If we go ahead and break the social contract then I’m not sure where we end up. Very short-term thinking.
This entire article seems to be designed to get people angry at pensioners, which it seems to be achieving in this thread.
It says the gap in the amount the Government spends on pensioners compared to children is £12,605. And spending per pensioner now stands at £30,591.
The primary cause of this gap, as presented in the article, is the state pension and in particular the triple lock, which apparently allows pensioners to live like kings while eating swans and spitting on the poor all day; but the stated difference in spending is £12,605 per year while the full state pension is only £11,973 per year. Even adding a three hundred quid winter fuel payment doesn’t reach the level of the supposed gap, let alone add up to the £30,591 claimed spending per pensioner.
The only other government spending on pensioners brought up in the article is free travel, perhaps suggesting that pensioners are using eighteen grand of free travel on average. Substantially more than the full state pension itself.

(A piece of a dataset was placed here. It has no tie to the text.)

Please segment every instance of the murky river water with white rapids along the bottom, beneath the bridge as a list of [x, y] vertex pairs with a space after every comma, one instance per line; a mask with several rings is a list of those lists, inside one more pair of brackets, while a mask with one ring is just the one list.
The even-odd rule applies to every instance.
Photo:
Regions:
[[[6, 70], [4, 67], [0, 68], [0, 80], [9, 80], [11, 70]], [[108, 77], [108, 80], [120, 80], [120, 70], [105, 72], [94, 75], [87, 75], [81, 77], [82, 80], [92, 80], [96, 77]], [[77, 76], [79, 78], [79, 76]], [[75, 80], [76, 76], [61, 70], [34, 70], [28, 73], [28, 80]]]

Clearly the state pension is not the cause of the £30,591 spending, unless the administration of the pension is grossly inefficient. People are being prompted to blame another section of the population for their own financial difficulties (in true Marxist style), and being prompted to destroy the state pension which they may regret some day when they themselves get older; and at under twelve thousand pounds it is still only a very basic income.
This is one thing that really bothers me. Some pensioner with with a bus pass, free tv licence, cold weather heating allowances and excempt from bedroom tax gets all this support while young people and young families struggle on.
Im working overtime on weekends to subsidise my retired neighbours who simply don’t want to downsize.
What a load of bash the elderly bile is coming out here, the government cannot get rid the triple lock as too many pensioners have no other source of income. Poverty would go of the scale, and hospitals would overflow, significantly more than are already. it wont be a great look for whoever is PM..the state pension is miserly anyway, compared to civilised countries, at about £12k … how many here could live off that?